Tracking a mobile device is accomplished via the use of a global positioning system, or better known as GPS.
A GPS or GPRS can easily track any mobile. Phone applications have reached the technological point where GPS tracks your every move. Your phone connects directly to the satellite and beams back to you your location. If you want to track a cellular device, simply install the software. The software is meant to track a cell phone that has been lost or stolen. If you track someone else's mobile, it may be illegal. At the very least, most would call it unethical. (But law enforcers do that, sometimes even crossing the lines.)
If you want to track a cellular phone, first of all you will need to buy one with GPS tracker enabled. About 80% of phones on the market are enabled. You will need to find a cellphone service provider that allows for tracking. Specific GPS tracking plans exist, primarily intended for parents and employers that can help you easily learn how to track a cell phone location from your own wireless phone or PC.
You can also track cells online. These cell phone tracker programs are Sprint/Nextel's Mobile Locator, Verizon's Family Locator and AT&T's Family Map. Cell tracker services generally cost about $10-$15 per month, nothing to sneeze at when it's added to all the other costs of a mobile phone plan. Using a tracker program to track a mobile can provide peace of mind in the form of interactive, real-time location maps on your phone or online.
The program Google Latitude uses a tracker mapping program that uses cellphone towers to locate users who have approved that you can trace them. Other similar map-based mobile phone locator apps (most of which rely on GPS cell phone tracking) include Mologogo, Buddyway and Instamapper.
Before you start tracking a cellphone with GPS or a software program, you should consider the consequences. Whether you learn how to track your cellphone, or someone else's phone, by accessing your phone's location, you're allowing others to access your phone's whereabouts, too. You should therefore practice caution when using any type of cell phone tracker. Here's what to look out for when tracking a phone.
Be aware of the risks of trying to track a mobile phone. As Jeschke of EFF points out: "Location data from cell phone tracking does not disappear when you're done with it." In fact, she says mobile device location tracking can even be subpoenaed and used in divorce or custody hearings. She adds that it's not hard to imagine that cell phone locator services like GPS tracking and other tracking programs could be misused. For example, an abusive spouse may try to find out what domestic violence shelter his partner is in by tracking her phone. To protect against unwanted invasions of privacy, and prevent people from tracking your cellphone, Jeschke advises turning off the location services on your phone unless you absolutely need them.

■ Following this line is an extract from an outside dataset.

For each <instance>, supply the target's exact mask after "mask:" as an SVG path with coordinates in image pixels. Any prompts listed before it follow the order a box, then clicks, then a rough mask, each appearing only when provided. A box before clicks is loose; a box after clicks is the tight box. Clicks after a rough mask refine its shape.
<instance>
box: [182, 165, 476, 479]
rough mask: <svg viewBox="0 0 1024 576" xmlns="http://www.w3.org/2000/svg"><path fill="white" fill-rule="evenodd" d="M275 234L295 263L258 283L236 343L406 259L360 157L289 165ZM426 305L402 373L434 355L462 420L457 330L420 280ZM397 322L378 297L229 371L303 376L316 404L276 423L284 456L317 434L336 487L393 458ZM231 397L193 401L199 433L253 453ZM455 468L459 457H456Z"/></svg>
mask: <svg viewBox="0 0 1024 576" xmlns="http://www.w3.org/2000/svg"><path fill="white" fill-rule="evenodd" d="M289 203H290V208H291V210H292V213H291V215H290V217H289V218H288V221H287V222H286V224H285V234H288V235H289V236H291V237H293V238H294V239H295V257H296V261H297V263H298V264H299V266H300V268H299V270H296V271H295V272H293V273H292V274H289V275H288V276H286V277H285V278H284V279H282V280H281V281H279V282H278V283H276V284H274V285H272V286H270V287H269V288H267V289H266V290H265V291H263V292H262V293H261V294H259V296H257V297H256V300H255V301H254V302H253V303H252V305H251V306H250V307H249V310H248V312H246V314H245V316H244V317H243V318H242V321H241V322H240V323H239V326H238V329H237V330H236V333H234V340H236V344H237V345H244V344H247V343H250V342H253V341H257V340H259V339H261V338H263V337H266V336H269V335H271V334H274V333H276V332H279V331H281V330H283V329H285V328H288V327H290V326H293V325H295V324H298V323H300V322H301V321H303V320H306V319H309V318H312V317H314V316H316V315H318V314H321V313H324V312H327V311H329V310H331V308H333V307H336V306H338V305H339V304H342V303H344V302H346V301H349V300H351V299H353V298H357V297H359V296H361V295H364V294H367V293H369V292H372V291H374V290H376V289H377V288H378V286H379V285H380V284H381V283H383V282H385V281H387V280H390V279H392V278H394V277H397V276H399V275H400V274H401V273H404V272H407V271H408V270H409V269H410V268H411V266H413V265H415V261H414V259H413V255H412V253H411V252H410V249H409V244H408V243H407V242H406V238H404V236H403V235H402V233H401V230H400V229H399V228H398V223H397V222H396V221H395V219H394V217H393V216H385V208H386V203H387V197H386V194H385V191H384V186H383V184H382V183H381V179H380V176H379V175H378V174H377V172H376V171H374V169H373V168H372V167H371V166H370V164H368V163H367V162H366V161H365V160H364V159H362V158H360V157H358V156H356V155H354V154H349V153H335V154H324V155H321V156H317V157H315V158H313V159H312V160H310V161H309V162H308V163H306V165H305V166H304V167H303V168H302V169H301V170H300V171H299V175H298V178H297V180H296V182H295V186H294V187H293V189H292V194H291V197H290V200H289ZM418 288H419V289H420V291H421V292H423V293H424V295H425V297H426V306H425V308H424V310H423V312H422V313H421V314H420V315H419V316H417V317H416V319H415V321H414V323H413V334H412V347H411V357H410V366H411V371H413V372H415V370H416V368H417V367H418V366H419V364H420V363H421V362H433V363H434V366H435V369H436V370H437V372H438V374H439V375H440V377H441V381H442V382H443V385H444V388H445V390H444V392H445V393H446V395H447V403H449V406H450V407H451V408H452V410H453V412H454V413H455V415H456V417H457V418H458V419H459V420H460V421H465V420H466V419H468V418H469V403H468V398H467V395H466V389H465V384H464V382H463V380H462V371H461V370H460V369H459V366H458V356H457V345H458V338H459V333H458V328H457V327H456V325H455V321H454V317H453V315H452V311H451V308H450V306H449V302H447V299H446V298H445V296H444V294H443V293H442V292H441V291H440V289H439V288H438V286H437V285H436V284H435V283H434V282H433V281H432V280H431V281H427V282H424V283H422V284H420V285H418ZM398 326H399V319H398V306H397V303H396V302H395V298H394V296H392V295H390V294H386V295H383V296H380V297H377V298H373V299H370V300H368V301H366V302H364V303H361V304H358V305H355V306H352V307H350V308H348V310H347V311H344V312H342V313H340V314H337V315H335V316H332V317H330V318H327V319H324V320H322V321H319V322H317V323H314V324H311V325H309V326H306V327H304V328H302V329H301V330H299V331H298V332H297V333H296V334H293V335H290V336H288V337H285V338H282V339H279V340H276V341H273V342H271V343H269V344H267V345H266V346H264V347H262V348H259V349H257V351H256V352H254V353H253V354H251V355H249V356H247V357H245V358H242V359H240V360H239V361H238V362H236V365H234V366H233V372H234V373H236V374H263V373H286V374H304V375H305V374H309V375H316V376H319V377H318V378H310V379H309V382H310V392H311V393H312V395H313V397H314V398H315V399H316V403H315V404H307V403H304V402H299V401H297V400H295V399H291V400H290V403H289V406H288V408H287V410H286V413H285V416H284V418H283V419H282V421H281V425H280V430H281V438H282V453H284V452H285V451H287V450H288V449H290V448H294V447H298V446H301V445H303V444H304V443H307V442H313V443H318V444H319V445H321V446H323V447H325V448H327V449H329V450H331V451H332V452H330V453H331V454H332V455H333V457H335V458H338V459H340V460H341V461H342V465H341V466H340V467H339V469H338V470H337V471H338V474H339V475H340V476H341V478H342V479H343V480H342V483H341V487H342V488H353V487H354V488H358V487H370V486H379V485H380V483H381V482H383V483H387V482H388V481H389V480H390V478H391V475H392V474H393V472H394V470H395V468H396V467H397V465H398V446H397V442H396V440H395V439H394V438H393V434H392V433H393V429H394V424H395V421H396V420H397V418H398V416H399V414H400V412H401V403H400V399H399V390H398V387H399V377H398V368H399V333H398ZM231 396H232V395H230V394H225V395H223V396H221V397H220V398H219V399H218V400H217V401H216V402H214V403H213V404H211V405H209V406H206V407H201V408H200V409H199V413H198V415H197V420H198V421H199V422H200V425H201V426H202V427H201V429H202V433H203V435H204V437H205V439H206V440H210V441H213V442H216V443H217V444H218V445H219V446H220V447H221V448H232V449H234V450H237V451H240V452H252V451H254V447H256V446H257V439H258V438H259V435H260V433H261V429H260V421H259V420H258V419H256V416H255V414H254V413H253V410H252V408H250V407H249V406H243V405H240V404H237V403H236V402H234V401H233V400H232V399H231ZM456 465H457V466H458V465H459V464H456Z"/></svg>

To track a cell phone means to invade privacy. There are bootleg programs and illegal software that give you the full benefit of a cellphone being traced. These programs may have viruses or spyware. Just like a computer can be tracked, so can a cell phone. If you are worried someone may try to track your cell phone, you can turn off the GPS which is usually located in system options. If you are trying to track a cell phone illegally, then the consequences are possible prosecution for hacking. It Is recommended you stay in the legal realm, such as online services to try and track a cellphone.